Geneseo launched its first massive open online course on Jan. 27, titled “Identity in the Third Space.” Over the span of four weeks, this class will examine personal, ethical and legal concerns about Internet identity.
According to Provost and professor of English Carol Long, this will not be an ordinary class.
“There are no grades,” Long said. “We wanted it to be offered in a low-risk environment.”
According to Long, this class is an experimental MOOC that started off as an idea among a few faculty members.
Visiting lecturer of anthropology Denice Szafran is one of several professors teaching this course, which she said asks the question, “Do you change when you go online?”
According to Szafran, this MOOC is a transformational learning opportunity because it is an innovative way to get information to those who are motivated to learn about the topic of third space personality. “For some people, the ‘third space’ is a very real space,” Szafran said.
There are currently over 100 students registered and the class will be organized in an open conversation format, where discussion among students and professors is encouraged.
“This class started largely as a way for students to learn technical information without having to go to class,” Long said.
According to Szafran, many of the students participating in the MOOC are alumni and faculty. The course was created as a way for the alumni to stay involved in the Geneseo community. “[The MOOC] brings the alumni back in touch with the university and puts to use tools that normal classrooms don’t have at their disposal,” Szafran said.

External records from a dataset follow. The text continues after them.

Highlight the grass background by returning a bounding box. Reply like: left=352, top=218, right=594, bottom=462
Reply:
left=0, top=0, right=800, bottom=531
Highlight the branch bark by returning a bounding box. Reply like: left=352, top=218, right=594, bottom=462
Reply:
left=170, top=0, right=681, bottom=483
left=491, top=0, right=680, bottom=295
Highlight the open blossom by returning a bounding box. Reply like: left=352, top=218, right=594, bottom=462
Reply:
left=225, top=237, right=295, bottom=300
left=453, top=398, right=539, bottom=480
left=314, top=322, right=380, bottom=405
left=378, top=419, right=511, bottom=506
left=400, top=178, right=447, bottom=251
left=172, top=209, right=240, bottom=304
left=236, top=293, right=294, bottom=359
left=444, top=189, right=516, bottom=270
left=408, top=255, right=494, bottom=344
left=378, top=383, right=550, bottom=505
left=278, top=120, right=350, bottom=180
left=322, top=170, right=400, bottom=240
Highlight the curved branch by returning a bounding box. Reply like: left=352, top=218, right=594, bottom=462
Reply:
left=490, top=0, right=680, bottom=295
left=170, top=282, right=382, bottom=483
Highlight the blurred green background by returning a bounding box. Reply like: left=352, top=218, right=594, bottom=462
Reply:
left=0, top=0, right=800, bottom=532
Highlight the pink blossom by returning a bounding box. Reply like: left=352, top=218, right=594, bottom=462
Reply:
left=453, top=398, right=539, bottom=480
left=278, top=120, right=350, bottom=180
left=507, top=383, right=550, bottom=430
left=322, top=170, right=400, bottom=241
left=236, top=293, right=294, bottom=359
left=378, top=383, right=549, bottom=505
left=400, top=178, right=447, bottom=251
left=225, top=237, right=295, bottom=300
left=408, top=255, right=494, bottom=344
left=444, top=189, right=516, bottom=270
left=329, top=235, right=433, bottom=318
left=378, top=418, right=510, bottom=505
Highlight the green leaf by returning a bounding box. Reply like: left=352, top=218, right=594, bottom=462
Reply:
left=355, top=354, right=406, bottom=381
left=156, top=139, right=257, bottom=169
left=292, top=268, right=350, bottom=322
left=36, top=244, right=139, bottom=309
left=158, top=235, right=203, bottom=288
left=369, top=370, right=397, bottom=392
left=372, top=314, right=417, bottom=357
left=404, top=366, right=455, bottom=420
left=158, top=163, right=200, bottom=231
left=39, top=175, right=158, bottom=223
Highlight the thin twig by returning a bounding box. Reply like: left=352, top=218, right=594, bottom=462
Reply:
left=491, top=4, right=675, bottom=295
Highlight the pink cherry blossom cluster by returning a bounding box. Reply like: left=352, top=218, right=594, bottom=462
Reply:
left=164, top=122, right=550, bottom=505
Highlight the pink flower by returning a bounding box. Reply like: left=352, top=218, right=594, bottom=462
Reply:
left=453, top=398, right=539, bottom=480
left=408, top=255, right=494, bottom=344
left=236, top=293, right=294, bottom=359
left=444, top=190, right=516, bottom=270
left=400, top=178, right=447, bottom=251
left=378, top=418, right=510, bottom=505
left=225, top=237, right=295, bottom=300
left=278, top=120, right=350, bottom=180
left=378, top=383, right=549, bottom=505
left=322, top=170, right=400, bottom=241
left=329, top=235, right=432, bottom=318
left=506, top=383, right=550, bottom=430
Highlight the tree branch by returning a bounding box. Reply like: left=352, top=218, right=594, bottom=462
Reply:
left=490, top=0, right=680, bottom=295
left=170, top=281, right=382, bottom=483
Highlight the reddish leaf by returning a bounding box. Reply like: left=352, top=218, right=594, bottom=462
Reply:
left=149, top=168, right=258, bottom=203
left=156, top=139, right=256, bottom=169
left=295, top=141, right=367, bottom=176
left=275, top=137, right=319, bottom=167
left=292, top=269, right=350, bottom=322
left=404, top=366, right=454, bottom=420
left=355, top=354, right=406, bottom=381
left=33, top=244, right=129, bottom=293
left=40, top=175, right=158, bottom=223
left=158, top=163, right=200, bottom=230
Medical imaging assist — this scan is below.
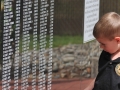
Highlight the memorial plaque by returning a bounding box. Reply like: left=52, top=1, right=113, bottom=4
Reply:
left=0, top=0, right=54, bottom=90
left=83, top=0, right=99, bottom=43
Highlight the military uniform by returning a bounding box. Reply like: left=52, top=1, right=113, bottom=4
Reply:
left=93, top=51, right=120, bottom=90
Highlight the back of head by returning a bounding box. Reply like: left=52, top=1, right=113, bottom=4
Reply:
left=93, top=12, right=120, bottom=40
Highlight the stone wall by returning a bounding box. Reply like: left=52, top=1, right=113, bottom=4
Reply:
left=0, top=41, right=101, bottom=79
left=50, top=41, right=101, bottom=78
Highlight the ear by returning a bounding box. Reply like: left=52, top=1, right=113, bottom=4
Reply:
left=115, top=37, right=120, bottom=43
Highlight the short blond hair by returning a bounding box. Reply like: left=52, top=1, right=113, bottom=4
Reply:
left=93, top=12, right=120, bottom=40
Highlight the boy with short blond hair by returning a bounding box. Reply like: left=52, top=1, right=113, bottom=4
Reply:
left=84, top=12, right=120, bottom=90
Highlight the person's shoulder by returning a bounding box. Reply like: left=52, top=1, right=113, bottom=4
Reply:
left=100, top=50, right=110, bottom=56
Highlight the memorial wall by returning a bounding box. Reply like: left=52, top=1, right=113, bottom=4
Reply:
left=0, top=0, right=120, bottom=90
left=1, top=0, right=54, bottom=90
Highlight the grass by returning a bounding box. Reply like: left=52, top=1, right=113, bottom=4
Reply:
left=20, top=35, right=83, bottom=51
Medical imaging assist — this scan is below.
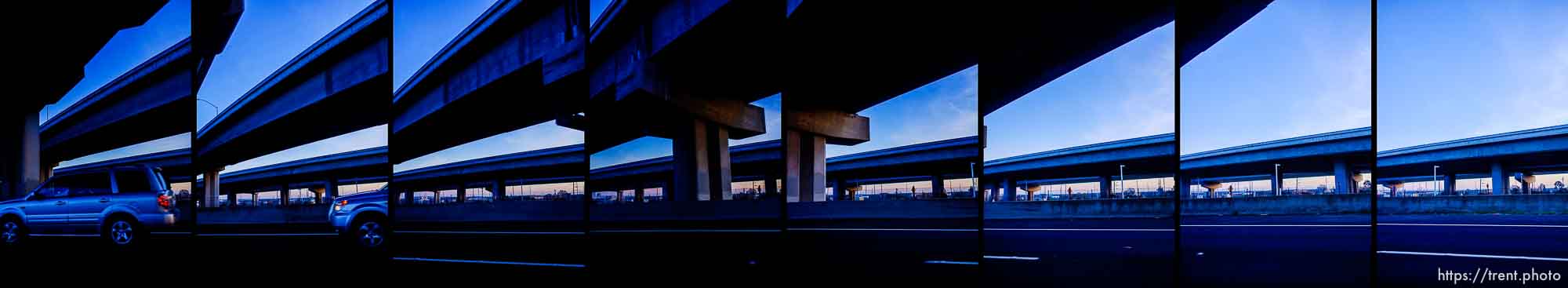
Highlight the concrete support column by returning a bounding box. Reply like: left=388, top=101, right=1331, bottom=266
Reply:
left=665, top=119, right=729, bottom=200
left=632, top=181, right=644, bottom=203
left=306, top=188, right=328, bottom=203
left=1443, top=173, right=1458, bottom=195
left=201, top=169, right=224, bottom=206
left=1491, top=161, right=1508, bottom=195
left=278, top=183, right=289, bottom=206
left=702, top=124, right=734, bottom=200
left=321, top=178, right=339, bottom=200
left=833, top=178, right=850, bottom=200
left=985, top=183, right=1002, bottom=202
left=784, top=129, right=828, bottom=202
left=762, top=175, right=779, bottom=197
left=1002, top=178, right=1018, bottom=200
left=1515, top=172, right=1540, bottom=194
left=1334, top=158, right=1358, bottom=194
left=0, top=110, right=44, bottom=199
left=931, top=173, right=947, bottom=199
left=1269, top=170, right=1284, bottom=195
left=1099, top=175, right=1112, bottom=199
left=491, top=180, right=505, bottom=202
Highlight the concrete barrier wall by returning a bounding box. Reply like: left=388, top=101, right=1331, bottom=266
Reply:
left=985, top=199, right=1176, bottom=219
left=1181, top=194, right=1372, bottom=214
left=588, top=199, right=779, bottom=221
left=196, top=205, right=331, bottom=225
left=392, top=200, right=583, bottom=222
left=1377, top=194, right=1568, bottom=214
left=786, top=199, right=980, bottom=219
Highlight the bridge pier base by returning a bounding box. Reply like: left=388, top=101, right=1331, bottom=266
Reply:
left=0, top=111, right=45, bottom=199
left=632, top=181, right=644, bottom=203
left=1491, top=161, right=1508, bottom=195
left=1002, top=178, right=1018, bottom=202
left=1516, top=172, right=1540, bottom=194
left=1334, top=158, right=1356, bottom=194
left=317, top=178, right=339, bottom=202
left=833, top=178, right=850, bottom=200
left=911, top=173, right=947, bottom=199
left=1099, top=175, right=1113, bottom=199
left=784, top=129, right=828, bottom=202
left=762, top=175, right=779, bottom=197
left=1443, top=173, right=1458, bottom=195
left=1269, top=169, right=1284, bottom=195
left=665, top=119, right=731, bottom=200
left=201, top=169, right=223, bottom=206
left=491, top=180, right=505, bottom=202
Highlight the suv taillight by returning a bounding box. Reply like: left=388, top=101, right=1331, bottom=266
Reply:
left=158, top=194, right=174, bottom=210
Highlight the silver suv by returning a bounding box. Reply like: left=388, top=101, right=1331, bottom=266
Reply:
left=326, top=186, right=390, bottom=250
left=0, top=166, right=177, bottom=247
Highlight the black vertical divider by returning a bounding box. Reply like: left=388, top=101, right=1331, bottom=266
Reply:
left=1171, top=13, right=1187, bottom=286
left=1355, top=0, right=1381, bottom=286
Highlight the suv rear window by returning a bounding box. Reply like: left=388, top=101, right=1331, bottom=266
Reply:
left=53, top=170, right=110, bottom=195
left=114, top=167, right=157, bottom=192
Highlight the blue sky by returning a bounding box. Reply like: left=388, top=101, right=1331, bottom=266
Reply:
left=985, top=24, right=1176, bottom=159
left=50, top=0, right=191, bottom=167
left=194, top=0, right=387, bottom=170
left=828, top=66, right=980, bottom=156
left=1181, top=2, right=1367, bottom=155
left=1377, top=0, right=1568, bottom=150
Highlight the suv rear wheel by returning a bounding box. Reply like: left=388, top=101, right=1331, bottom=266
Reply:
left=102, top=216, right=144, bottom=247
left=353, top=217, right=386, bottom=250
left=0, top=217, right=27, bottom=247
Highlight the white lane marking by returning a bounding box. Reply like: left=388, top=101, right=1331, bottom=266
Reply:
left=983, top=255, right=1040, bottom=261
left=1378, top=222, right=1568, bottom=228
left=1181, top=224, right=1372, bottom=227
left=787, top=228, right=980, bottom=231
left=392, top=257, right=588, bottom=268
left=196, top=233, right=337, bottom=236
left=394, top=231, right=585, bottom=235
left=588, top=228, right=779, bottom=233
left=925, top=260, right=980, bottom=264
left=985, top=228, right=1176, bottom=231
left=1378, top=250, right=1568, bottom=261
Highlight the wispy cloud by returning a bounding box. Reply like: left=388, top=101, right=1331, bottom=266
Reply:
left=56, top=133, right=191, bottom=167
left=1275, top=11, right=1372, bottom=138
left=224, top=126, right=387, bottom=170
left=1082, top=31, right=1176, bottom=144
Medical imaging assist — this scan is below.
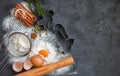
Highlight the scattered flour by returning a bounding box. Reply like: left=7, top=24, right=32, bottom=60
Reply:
left=3, top=3, right=71, bottom=75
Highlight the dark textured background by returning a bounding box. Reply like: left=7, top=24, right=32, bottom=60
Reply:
left=0, top=0, right=120, bottom=76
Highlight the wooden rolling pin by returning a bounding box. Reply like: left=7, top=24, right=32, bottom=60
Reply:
left=15, top=56, right=75, bottom=76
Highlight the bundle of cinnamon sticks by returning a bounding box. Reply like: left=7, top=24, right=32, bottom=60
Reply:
left=13, top=4, right=36, bottom=27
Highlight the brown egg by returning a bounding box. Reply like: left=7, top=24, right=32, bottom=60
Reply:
left=30, top=55, right=44, bottom=67
left=23, top=60, right=32, bottom=70
left=12, top=62, right=23, bottom=72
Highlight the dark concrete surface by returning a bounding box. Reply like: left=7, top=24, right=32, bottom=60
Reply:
left=0, top=0, right=120, bottom=76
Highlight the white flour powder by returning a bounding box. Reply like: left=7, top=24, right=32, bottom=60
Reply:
left=3, top=3, right=71, bottom=75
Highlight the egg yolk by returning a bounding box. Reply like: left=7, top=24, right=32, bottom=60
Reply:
left=39, top=50, right=49, bottom=57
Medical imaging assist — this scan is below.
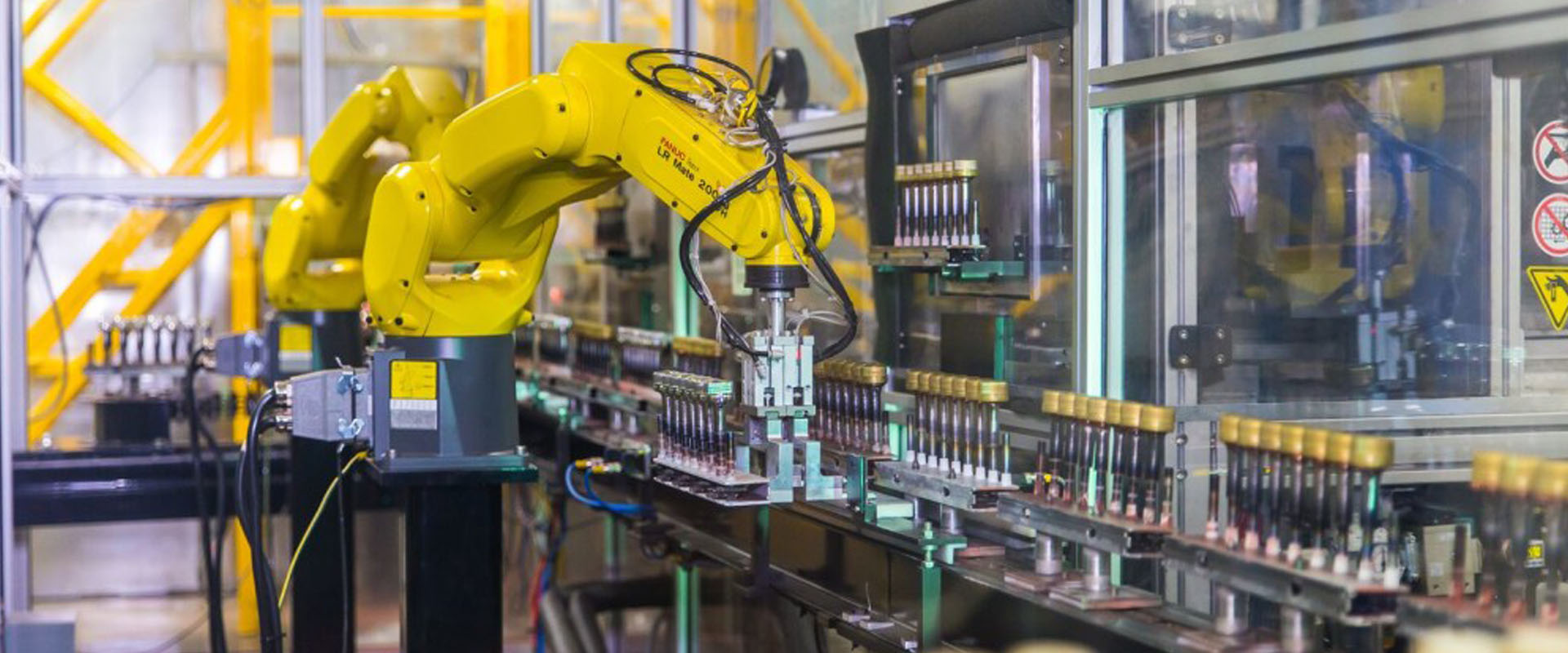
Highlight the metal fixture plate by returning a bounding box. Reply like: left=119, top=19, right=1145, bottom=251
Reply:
left=997, top=491, right=1171, bottom=557
left=1396, top=597, right=1507, bottom=634
left=866, top=244, right=985, bottom=269
left=873, top=460, right=1018, bottom=512
left=1048, top=580, right=1165, bottom=611
left=1164, top=535, right=1406, bottom=626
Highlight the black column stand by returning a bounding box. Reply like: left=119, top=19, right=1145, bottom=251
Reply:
left=403, top=484, right=501, bottom=653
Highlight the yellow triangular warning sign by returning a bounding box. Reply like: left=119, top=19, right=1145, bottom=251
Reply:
left=1524, top=264, right=1568, bottom=331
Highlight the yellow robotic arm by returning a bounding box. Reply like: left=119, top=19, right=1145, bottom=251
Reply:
left=363, top=44, right=833, bottom=336
left=262, top=67, right=464, bottom=310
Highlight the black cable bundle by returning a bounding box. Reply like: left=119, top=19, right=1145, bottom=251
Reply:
left=184, top=346, right=229, bottom=653
left=235, top=390, right=284, bottom=653
left=626, top=47, right=859, bottom=360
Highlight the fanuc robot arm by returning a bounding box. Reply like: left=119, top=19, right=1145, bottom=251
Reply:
left=262, top=66, right=464, bottom=310
left=363, top=44, right=853, bottom=357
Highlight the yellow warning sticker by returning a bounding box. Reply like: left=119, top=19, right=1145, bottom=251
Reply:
left=278, top=324, right=314, bottom=354
left=1524, top=264, right=1568, bottom=331
left=390, top=360, right=436, bottom=399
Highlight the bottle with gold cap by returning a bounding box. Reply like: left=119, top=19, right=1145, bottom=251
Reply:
left=1302, top=428, right=1333, bottom=568
left=956, top=375, right=982, bottom=478
left=1350, top=435, right=1399, bottom=586
left=1203, top=413, right=1242, bottom=540
left=1138, top=404, right=1176, bottom=528
left=1099, top=399, right=1121, bottom=515
left=1258, top=421, right=1284, bottom=557
left=1232, top=416, right=1264, bottom=551
left=908, top=370, right=933, bottom=467
left=1138, top=404, right=1176, bottom=528
left=1055, top=392, right=1077, bottom=504
left=1502, top=455, right=1541, bottom=620
left=1530, top=460, right=1568, bottom=624
left=1110, top=401, right=1143, bottom=518
left=1033, top=390, right=1062, bottom=496
left=1280, top=424, right=1311, bottom=564
left=1205, top=413, right=1244, bottom=547
left=1471, top=451, right=1508, bottom=606
left=975, top=379, right=1013, bottom=484
left=1084, top=396, right=1108, bottom=515
left=1328, top=431, right=1356, bottom=575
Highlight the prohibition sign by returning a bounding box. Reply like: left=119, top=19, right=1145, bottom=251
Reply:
left=1530, top=193, right=1568, bottom=257
left=1534, top=121, right=1568, bottom=183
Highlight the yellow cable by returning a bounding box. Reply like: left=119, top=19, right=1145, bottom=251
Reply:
left=278, top=451, right=370, bottom=609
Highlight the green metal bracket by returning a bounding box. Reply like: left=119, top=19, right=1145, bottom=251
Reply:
left=991, top=315, right=1013, bottom=380
left=942, top=261, right=1026, bottom=282
left=920, top=522, right=942, bottom=650
left=675, top=564, right=702, bottom=653
left=844, top=454, right=876, bottom=523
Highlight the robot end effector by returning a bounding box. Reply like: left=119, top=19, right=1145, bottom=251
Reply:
left=363, top=44, right=854, bottom=357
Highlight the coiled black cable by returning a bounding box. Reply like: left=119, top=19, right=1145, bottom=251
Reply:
left=184, top=346, right=229, bottom=653
left=626, top=47, right=859, bottom=360
left=235, top=390, right=284, bottom=653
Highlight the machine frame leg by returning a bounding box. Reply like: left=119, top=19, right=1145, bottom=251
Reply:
left=403, top=484, right=501, bottom=653
left=288, top=437, right=354, bottom=651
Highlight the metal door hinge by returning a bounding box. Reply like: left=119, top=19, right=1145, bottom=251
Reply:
left=1166, top=324, right=1232, bottom=370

According to associate professor of computer science Doug Baldwin – who will also help teach the MOOC – word of this new program spread mainly through email to alumni mailing lists.
“One thing that sets this MOOC apart from others is that people registered on initial interest,” Baldwin said.
According to Baldwin, the MOOC is cost-free for participants and offers “free access to the intellectual life of Geneseo” for alumni.
Because this MOOC is discussion oriented, professors can post videos or links to readings to stimulate more ideas and in-depth conversation about the topic on the website, which is structured like a blog.
The success of the MOOC will be measured by student feedback presently registered in the course. According to Long, this experimental MOOC will help the Geneseo community determine whether it is effective to use certain tools in the education process and to determine how best to use the “digital learning space” to “enhance the education environment at Geneseo.”